For some reason I have a hard time believing getting drunk and recreating a movie about singing transvestites is ever very far from a situation you're in.
My lab manual has instructions for making home wine. Room project?
I'm Still in a robe trying to piece together 3-7am I'll be there in a few
I'm sorry. But when a stripper driving a Bentley tells me I have potential..... I gotta at least listen to her proposal. God did not mean for me to waste these tits on law school.
You are mentally unprepared to be exposed to my degree of perversion.
Turns out the average person our age has never run from the cops. Life: we're doing it right.
Just had a flashback to Friday. Definitely had my hands in someone's bra. Definitely wasn't mine.

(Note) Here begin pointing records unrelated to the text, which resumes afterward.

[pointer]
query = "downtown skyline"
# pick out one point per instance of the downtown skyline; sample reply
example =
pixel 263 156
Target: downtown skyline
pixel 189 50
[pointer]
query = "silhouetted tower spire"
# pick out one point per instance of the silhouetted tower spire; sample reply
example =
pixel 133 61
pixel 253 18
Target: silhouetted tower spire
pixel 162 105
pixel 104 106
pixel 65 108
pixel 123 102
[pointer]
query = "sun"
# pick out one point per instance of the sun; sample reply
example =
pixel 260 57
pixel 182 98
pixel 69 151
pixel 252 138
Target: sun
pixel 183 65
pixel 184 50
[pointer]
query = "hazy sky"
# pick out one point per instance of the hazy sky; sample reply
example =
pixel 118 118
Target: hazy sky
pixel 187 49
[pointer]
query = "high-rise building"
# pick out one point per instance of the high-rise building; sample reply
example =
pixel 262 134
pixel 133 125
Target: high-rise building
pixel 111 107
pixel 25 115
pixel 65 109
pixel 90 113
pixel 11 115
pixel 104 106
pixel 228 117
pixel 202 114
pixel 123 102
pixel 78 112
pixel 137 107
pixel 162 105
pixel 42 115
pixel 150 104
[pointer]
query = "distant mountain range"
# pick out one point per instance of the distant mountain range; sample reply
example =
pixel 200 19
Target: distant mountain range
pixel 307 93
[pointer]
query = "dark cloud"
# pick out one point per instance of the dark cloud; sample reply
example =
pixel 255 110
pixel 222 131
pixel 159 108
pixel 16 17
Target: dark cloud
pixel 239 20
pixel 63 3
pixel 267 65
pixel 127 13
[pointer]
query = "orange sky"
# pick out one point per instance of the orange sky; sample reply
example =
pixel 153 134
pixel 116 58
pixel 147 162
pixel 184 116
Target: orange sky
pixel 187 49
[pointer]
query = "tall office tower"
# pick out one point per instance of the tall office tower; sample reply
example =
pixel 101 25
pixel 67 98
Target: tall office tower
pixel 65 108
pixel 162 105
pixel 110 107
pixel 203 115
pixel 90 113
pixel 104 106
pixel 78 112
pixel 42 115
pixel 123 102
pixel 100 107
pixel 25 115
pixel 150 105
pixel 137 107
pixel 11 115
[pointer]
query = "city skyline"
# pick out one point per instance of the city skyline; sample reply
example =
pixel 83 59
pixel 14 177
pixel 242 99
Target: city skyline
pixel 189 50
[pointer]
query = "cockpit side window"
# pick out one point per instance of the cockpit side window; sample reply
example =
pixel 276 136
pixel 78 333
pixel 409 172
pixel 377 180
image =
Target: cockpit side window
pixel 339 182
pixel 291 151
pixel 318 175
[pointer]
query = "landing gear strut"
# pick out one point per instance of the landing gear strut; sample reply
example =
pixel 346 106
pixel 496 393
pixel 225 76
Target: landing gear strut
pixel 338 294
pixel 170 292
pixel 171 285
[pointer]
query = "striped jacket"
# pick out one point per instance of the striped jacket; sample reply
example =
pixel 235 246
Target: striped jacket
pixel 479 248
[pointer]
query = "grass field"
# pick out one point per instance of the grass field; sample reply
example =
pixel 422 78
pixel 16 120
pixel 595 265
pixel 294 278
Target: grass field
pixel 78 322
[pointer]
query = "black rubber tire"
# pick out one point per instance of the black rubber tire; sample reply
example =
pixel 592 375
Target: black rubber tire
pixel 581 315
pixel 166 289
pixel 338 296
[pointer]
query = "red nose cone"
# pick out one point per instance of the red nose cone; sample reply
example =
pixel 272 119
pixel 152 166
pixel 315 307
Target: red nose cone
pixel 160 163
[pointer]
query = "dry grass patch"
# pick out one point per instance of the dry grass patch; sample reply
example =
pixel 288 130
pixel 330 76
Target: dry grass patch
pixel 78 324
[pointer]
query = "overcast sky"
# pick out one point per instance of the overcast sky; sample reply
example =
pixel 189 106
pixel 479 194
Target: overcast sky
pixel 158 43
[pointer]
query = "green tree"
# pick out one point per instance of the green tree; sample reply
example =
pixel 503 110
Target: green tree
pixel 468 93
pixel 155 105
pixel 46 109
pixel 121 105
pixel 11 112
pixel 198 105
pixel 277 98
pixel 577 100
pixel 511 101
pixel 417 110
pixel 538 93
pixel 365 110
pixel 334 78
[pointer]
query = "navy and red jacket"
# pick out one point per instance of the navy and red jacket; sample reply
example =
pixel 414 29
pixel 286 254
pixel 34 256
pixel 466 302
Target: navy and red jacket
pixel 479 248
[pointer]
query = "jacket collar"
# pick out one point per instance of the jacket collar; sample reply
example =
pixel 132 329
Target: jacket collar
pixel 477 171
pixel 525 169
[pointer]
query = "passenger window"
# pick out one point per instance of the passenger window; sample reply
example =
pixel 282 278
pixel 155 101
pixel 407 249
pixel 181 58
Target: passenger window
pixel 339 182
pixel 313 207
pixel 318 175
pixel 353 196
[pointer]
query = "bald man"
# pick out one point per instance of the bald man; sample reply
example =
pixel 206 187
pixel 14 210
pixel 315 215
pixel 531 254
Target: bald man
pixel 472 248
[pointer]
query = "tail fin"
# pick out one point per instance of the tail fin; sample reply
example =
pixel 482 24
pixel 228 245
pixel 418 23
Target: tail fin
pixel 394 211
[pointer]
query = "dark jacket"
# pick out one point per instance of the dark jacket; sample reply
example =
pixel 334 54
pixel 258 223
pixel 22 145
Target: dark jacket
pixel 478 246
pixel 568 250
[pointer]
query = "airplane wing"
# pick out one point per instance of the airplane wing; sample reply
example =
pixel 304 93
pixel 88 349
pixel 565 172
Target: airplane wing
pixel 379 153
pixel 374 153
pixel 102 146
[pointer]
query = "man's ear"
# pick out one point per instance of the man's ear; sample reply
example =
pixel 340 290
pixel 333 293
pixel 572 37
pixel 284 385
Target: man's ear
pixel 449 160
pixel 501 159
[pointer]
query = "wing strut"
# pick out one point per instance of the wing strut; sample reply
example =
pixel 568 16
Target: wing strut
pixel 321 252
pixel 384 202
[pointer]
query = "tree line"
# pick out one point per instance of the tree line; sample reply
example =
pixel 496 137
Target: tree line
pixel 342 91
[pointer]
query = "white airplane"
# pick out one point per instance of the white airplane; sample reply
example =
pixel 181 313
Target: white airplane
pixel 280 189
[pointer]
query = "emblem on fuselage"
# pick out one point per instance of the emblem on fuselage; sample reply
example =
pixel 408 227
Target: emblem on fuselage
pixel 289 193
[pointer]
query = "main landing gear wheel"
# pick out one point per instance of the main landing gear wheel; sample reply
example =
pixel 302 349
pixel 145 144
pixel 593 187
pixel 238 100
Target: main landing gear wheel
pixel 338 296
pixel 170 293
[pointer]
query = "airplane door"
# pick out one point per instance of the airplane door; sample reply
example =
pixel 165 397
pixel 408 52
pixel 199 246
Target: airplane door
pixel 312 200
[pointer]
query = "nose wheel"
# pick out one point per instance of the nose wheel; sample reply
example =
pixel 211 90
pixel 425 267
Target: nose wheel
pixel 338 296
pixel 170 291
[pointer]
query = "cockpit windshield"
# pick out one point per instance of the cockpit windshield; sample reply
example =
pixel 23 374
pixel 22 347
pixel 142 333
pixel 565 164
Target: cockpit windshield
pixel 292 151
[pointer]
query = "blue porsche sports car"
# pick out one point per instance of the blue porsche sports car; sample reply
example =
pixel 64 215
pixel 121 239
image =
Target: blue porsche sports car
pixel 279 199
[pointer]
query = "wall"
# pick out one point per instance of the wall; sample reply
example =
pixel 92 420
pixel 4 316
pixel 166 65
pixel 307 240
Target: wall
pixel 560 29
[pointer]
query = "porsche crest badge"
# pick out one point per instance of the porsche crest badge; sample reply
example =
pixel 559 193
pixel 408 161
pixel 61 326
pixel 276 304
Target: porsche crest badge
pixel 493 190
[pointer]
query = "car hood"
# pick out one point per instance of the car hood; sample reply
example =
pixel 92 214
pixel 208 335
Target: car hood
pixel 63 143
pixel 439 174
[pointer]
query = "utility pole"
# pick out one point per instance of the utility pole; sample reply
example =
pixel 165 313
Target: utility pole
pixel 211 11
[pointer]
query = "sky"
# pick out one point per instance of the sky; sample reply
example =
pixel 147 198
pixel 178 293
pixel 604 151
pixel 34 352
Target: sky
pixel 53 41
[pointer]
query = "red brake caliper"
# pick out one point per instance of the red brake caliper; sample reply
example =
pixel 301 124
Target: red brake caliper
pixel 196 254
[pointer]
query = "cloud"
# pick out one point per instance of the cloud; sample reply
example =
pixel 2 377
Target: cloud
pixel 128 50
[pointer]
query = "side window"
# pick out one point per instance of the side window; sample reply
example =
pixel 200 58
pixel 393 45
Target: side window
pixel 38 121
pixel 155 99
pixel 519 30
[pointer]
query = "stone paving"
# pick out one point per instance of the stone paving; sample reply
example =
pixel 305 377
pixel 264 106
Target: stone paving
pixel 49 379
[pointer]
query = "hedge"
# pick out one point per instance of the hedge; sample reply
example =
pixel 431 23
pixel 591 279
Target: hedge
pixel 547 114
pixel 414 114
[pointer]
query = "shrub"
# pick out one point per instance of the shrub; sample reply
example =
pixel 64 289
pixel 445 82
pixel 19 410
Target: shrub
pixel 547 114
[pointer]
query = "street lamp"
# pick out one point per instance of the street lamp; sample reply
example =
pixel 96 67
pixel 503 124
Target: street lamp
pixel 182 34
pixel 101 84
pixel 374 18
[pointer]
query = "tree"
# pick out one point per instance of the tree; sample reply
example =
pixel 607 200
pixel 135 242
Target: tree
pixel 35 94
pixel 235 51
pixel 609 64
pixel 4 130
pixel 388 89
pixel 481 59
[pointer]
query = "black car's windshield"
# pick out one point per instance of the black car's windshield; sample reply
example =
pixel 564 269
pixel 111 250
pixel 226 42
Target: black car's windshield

He called me piss drunk at 7:30pm while cooking bacon and said he was going to bed. I don't think he's taking it well.
What's dad's email?
askmom@cause.idk
Just bailed on her the best way possible. Got tickets to the game. Only issue is.... if we lose, we not only lost, but I skipped sex to watch us lose
There's a quesaritto in the oven. Neither of us have been to Taco Bell in 3 weeks.
Idk if I should be worried or amused that my autocorrect changes the word STD to DTF.
i'm sitting in bed scratching my boobs and wearing a sparkly fedora and have no one to blame but myself
At least they took the pillow of my bed before they had sex. My friends are so polite.